Limits of our study include the retrospective design and the presence of missing data that influence patient exclusion from the analysis (17%) mostly due to incomplete non-electronic medical records. Furthermore, it is a single-center experience, in which the outcome of the SLN > 1 group could be influenced by the progressive time-dependent improvement of the surgical technique, limiting the gap. Besides, to evaluate procedure cost-effectiveness, no available data from our clinical were useful to compare the incidence of peri- or postoperative adverse events incidence between groups.

In conclusion, our results confirm the low rate of breast cancer recurrence after conservative surgery if the primary tumor is completely excised with care for negative margins.
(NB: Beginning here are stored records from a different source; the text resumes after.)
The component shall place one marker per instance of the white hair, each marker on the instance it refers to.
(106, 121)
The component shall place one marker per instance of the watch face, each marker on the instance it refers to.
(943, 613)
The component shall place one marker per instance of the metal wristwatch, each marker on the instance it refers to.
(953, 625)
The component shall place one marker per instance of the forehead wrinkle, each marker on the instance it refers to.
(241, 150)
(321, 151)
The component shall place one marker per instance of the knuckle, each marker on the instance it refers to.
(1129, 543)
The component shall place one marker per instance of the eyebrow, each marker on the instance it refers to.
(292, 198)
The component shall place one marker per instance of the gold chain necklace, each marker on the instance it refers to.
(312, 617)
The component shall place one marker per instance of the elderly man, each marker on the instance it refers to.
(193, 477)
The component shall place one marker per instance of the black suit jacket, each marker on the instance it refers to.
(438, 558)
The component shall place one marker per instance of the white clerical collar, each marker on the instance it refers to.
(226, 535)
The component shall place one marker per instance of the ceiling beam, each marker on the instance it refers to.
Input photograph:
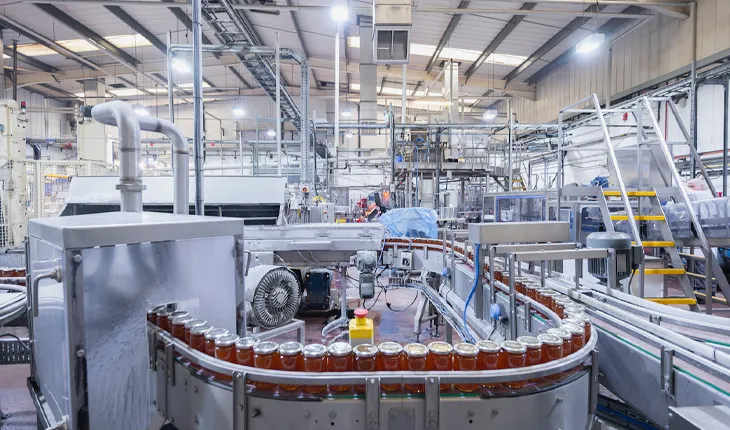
(554, 41)
(608, 28)
(497, 41)
(446, 36)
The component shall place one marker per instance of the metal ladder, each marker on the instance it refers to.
(231, 26)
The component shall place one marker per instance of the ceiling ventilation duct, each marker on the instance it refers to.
(391, 31)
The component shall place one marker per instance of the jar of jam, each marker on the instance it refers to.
(177, 327)
(577, 336)
(291, 359)
(390, 359)
(565, 336)
(534, 349)
(339, 359)
(415, 361)
(465, 358)
(488, 358)
(515, 356)
(439, 357)
(315, 361)
(210, 337)
(552, 347)
(197, 337)
(190, 324)
(244, 350)
(365, 355)
(264, 357)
Also, SNLB is to be considered as the standard of care for cN0 breast cancer patients even though there is likely a relationship between the number of resected SNL and mDFS. Our results showed no relevant difference in median DFS (64.9 vs 41.4) for SLN = 1 vs SLN > 1 group (HR 0.76, CI 95% 0.39–1.46; p = 0.38), except for a subset of the patients treated with hormone therapy. Further studies also involving molecular characteristics are needed.